Varilek slammed Noem during their final debate on Friday for running attack ads, including one that depicts him as a monster beheading people. The 37-year-old former congressional staffer pulled his own negative television ads Saturday and urged Noem to do the same, but she continued to run ads accusing Varilek of supporting Democratic President Barack Obama, the president's health care overhaul and plans to increase taxes.

Noem said her ads weren't negative but truthful. The 40-year-old farmer and former state lawmaker said Varilek has run a deceitful campaign that distorted her record. She said she'll continue to run ads that "contrast" her record with Varilek's views.

"We're going to make sure we're consistent with our messaging so people know they have a clear choice in this election," Noem said.

Linda Burchill, a 60-year-old Pierre resident who works in a coffee shop, said she doubts Varilek's decision will affect the race.

"It's too late to change it in the last two days," Burchill said. "People already know how they're voting."

Elizabeth Smith, a political science professor at the University of South Dakota, said voters have tired of the political ads, but she's not sure Varilek's last-minute decision to stop running negative ads will win him many votes.

"I'd be surprise if it had a big impact," Smith said. "I'm not sure that even registers in the final week."

Smith said she suspects Noem will win because most House incumbents win re-election.

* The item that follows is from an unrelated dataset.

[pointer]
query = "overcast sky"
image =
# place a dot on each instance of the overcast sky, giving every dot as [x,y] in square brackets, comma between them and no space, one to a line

But she said Varilek has run an aggressive campaign, and a lack of independent polling makes the race hard to predict.

"It's anyone's guess," she said.

Both Varilek and Noem expressed confidence about their chances of winning. Varilek campaigned Monday in Sioux Falls, Madison, Howard, Mitchell and Freeman in southeastern South Dakota. He ended the day in a rally with Democratic Sen. Tim Johnson.

Noem traveled to Rapid City, Spearfish and Sturgis in heavily Republican western South Dakota, joined for part of the day by Republican Sen. John Thune.